Breakfast May Not be Your Most Important Meal of the Day
By Melissa Ford on September 16, 2013
BlogHer Original Post
Apologies to everyone who has been reluctantly scrambling up eggs in the morning because they were told that skipping breakfast could affect their ability to lose or maintain a healthy weight. Turns out that research shows this may not be the case at all. The New York Times reports that findings concluded that, "missing breakfast has either little or no effect on weight gain, or that people who eat breakfast end up consuming more daily calories than those who skip it."
Yay! I'll stop feeling guilty about skipping that most important meal of the day.

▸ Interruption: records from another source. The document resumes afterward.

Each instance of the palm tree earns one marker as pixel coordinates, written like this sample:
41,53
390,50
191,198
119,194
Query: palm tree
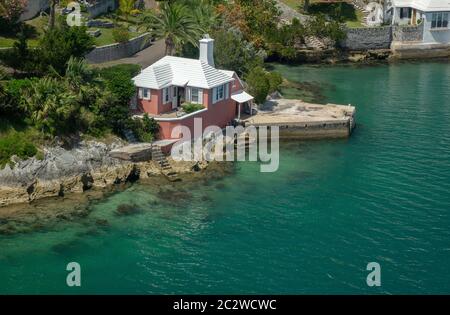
175,24
305,5
53,4
126,7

I've never liked breakfast, and often feel ill if I eat within the first three hours of waking up. I feel best when I eat closer to what is considered lunch time. I'll have a yogurt around 11 am and then a salad at 1 pm, straddling that noon lunch hour with a meal on either side; one that I count as breakfast and one that I count as lunch.
Back when I was younger, I forced myself to eat upon awakening because I was worried that skipping breakfast would mess up my metabolism, but none of those articles ever addressed those of us who wake up and don't feel hungry until mid-day. Of course it would be problematic if I was withholding food from my body and my body clearly craved it. But what about bodies that politely say "no, thank you" to food for the first few hours? I only started giving my body what it needed a few years ago when I rejected the idea that skipping breakfast would lead to my metabolic downfall.
How do you feel about breakfast, and will these studies refuting the importance of breakfast make you rethink your morning routine?